|
SULAYMANIYAH,
Kurdistan-Iraq — It’s a place of big skies, vast
mountain ranges and heart-breaking beauty; proud,
defiant people with their own language, fiercely
guarded identity and bold flag; enviable
agricultural and petrochemical resources; a history
of bloodshed, a protracted struggle for independence
and a headstrong, highly influential political
machine with players in the top levels of national
government, including the presidency.
Throw in a twang and a couple million pairs of
Wranglers, and it could be Texas.
But the five provinces that fall in part or in whole
into the Kurdish region of northern Iraq face an
identity struggle that could challenge the delicate
state of Iraqi unity.
Despite Kurds’ predilection to refer to “Kurdistan,”
no such political or geographic entity exists. On
one side, leaders faithfully maintain their
allegiance to Americans, whose national policy
leaves no room for an independent Kurdistan, while
balancing the people’s deep-seated desire for
complete autonomy.
It’s a struggle American soldiers in the region face
daily in their position as advisers and allies to
the Kurd-dominated Iraqi army in the area, and as
former allies with the Kurdish freedom fighters, the
Peshmerga, many of whom are joining the growing
Iraqi army.
“There’s times when they’ll say ‘Kurdistan,
Kurdistan, Kurdistan,’” said Lt. Col. Robert
Benjamin, deputy commander of the 1st Brigade Combat
Team, 101st Airborne Division, of Fort Campbell, Ky.
“I’ll say, ‘There is no Kurdistan. There is Iraq.’”
“They’re going to have to change,” he said. “They
want to have a lot of autonomy under the new
constitution and the new government, but I think
they’ll go along with it. They can become a good
part of this nation.”
It’s a hard shift for a region that has been
fighting for its independence for at least 80 years,
and which, during the Saddam Hussein era, had
American support in the push for independence. It’s
also a healing process for a population that
suffered through Saddam’s genocidal campaigns
against Kurds and which has lost trust in their
fellow countrymen.
“I will not say all the Arabs are bad,” said Iraqi
army Col. Kamal Mahmood, a former member of the
Peshmerga. “I will just say the majority.”

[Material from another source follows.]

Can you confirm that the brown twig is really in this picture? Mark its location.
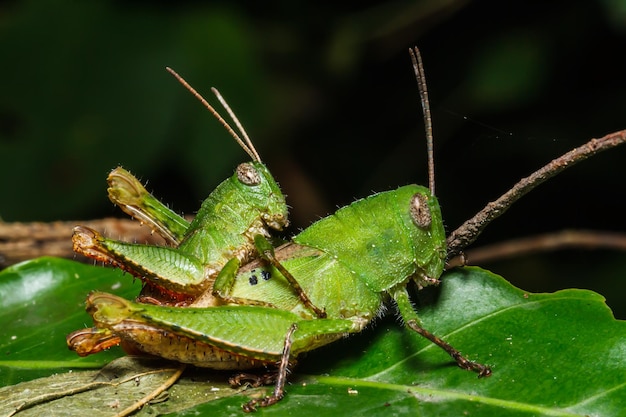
[446,230,626,269]
[447,130,626,258]
[0,218,171,269]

Local leaders unanimously expressed a wistful desire
for an independent Kurdistan. But they also profess
loyalty to another entity: the United States.
“All the Kurds need or want [independence],” said
Iraqi army Col. Jamal Hawez Mustafa, deputy
commander of 3rd Brigade, 4th Division, based in
Sulaymaniyah, a modern, bustling Kurdish city near
the Iranian border. “We’ve been fighting so long for
a separate Kurdistan. Now we’ve decided to let that
go. Because the Americans don’t want it, we don’t
want it. That’s the main reason, because we don’t
make any problems for the Americans.”
But Mustafa, who fought for the Peshmerga from 1980
until he joined the Iraqi army in 2004, said his
ultimate loyalty lies with his people.
“Right now,” he said, “we work for the Iraqi army
and do whatever the Ministry of Defense tells us.
Whenever those departments disappear, we’ll probably
go back to Peshmerga again.”
The Peshmerga Organization Center commander, who
only goes by one name, Gen. Jafar, said the region’s
people feel strongly that Kurdistan should be
independent.
“Why should we stay related to Iraq forever?” he
said. “We have our land, our nation, our language,
our history. … We are still related to Iraq. If the
time came up to be independent, everybody wants
that.”
Kurdish leader Ali N. Salhi, a member of the Kirkuk
Provincial Council who emigrated to South Dakota in
1975 after the failed Kurdish revolution, said he
has spent the last 30 years working in exile for the
Kurdish cause. He returned to Iraq in 2003.
Salhi, who is an American citizen, proposed a more
moderate solution to the cry for Kurdish
independence. He said he feels residents should be
able to vote whether to group themselves into a
Kurdish super-state — a region that would have
strong regional government, but still maintain
national ties. His model: powerful states in his
adopted nation.
“Most of the Kurds somehow are interested in being
part of the Kurdistan region,” he said in English.
“I don’t have any reason to be against the idea. I
believe the opportunity should be given to the
population. The sooner the better.”
But he doesn’t believe an independent Kurdistan is
the answer.
“That’s not the way to go,” he said. “Each state in
the U.S. has its own laws, its own government, but
still has a connection to the central government.”